Depending on the extremity of the climate, you can select a light, mid or heavyweight material:
Light- approx 170gm2
Mid- approx 250gm2
Heavy- approx 400gm2
These layers go over your base layers, and provide a highly versatile and flexible heat insulation system. Zips, buttons and vents allow you to cool yourself easily, yet hunker down quickly if the weather takes a dramatic turn.
Your mid layers will be made up of a mix of wool or synthetic shirts, woollen jumper, fleeces and/or down jackets and should be layered according to the weather, obviously starting with the lightweight items and layering over the fleeces and jackets. It is of the highest importance that you have flexibility, so look for good quality items with proper ventilation, good zippers/buttons.
Make sure that the layers on your upper body are long enough at the back to avoid your skin being briefly exposed during physical tasks (builders bum is not cool when it’s -30c). You need to make sure you have a wind and waterproof layer in your kit- a fleece will simply not be substantial at blocking wind and could be dangerous.
Tip: when buying mid layers, make sure you think about the amount of layers underneath so that you buy a big enough size!
For the bottom half, traditionally explorers would wear a natural fibre trouser, however many newer materials are available, such as Gore-tex. The key again is insulation and flexibility.
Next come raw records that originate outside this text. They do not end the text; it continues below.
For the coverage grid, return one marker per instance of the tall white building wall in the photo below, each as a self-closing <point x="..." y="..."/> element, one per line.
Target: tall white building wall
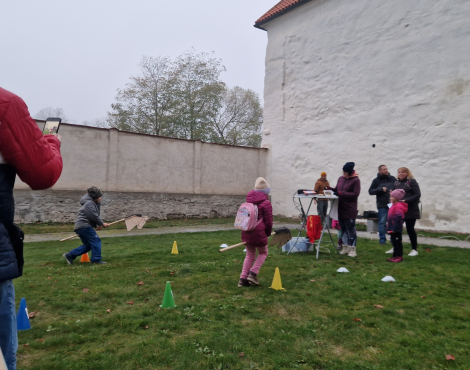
<point x="343" y="76"/>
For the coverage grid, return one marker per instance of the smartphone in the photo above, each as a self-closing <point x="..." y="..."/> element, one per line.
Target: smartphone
<point x="51" y="126"/>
Moleskin is the favourite for polar conditions, as it’s pretty much unrivalled in terms of warmth and comfort. Don’t buy tight fitting, you need some air between the base layer and your trouser to keep warm.
Hard shell layers
This is your protection from the direct battering of the weather, therefore it must be wind proof and is usually waterproof too. Hardshell coats should always have hoods, typically lined and bordered with a thick fur for extreme cold.
Any outer layer needs to be practical, including large tabs for zippers for use with mittens on (you can make these yourself if needed) as well as draw cords and velcro tabs so that you can tighten all the space around your cuffs, neck and bottom and prevent any heat escaping or water/snow getting in. Practicality also extends to waterproofing. Depending on where you are going, you may not need your hard shell to be waterproof… In Antarctica for example, there is essentially no snow all year round, any ‘snow’ you do experience will likely be just ice blown up by the wind. This is important as waterproofing of clothing makes the garment less flexible in the cold and less able to vent out moisture- which could be dangerous if you are taking on a particularly strenuous expedition.
Polar parkas and down suits are the most typically used outer layers for polar and arctic conditions, as well as in mountaineering.
Your head, hands and feet will lose significant heat when your body notices a drop in ambient and/or internal temperature. This is why your hands and feet are the first to go tingly and numb when it’s cold- your body is pooling its heat resources around the most important parts of you, your organs, and so blood flow is restricted from the extremities. This is both uncomfortable, and downright dangerous- numb, slow moving hands are useless in an emergency. This is why its critical to pay proper consideration to the warmth and protection of your head, hands and feet.
Your hands should be protected by 2 or even 3 pairs of gloves, depending on the severity of the weather. Again, layering is key, so start with a light warm pair of gloves and the layer over a weatherproof protective glove, followed by a polar mitten. Mittens are the best for warmth, but they compromise dexterity entirely- like wearing boxing gloves, you’ll not be able to do much with your hands while wearing them, but they are perfect for long treks, skidooing or skiing.
Your head should be covered at all times when resting, as you can lose 20% of your body heat through your head alone. A cold head will trigger responses from your body, leading to number fingers and toes immediately, which makes everything harder. In certain weather at the poles, breaks are limited to just 5-8 minutes at the most, after which your hands become numb and it’s difficult to prepare properly for departure. Make sure your hat can cover your ears, which will become extremely painful and potentially frostbitten if exposed to the elements for long. Choose a hat with ear flaps, or a flexible beanie which easily comes down over the ears- a fleece material is usually best. You might also consider a balaclava, which can be worn as a hat but then pulled down when it get particularly cold, though watch out for moisture buildup around your nose, which will quickly turn into frost.
Feet should be covered with 1 or 2 pairs of thick warm wool socks. Avoid the cheaper acrylic socks as they won’t be as warm, however many wool socks will incorporate some other materials to make them last longer and be more comfortable- this is fine. You can add layers of thinner socks to create the warmest system, but make sure that your boots aren’t too tight!
Boots absolutely must be proper polar boots. Bunny boots or Mukluks are what you need, don’t even attempt to use normal hiking boots for any kind of polar expedition. Muck boots are also used on many expeditions, they are kind of like wellington boots, but better suited for cold climates and easier to walk in- typically these are used while mounting trips from boat onto land.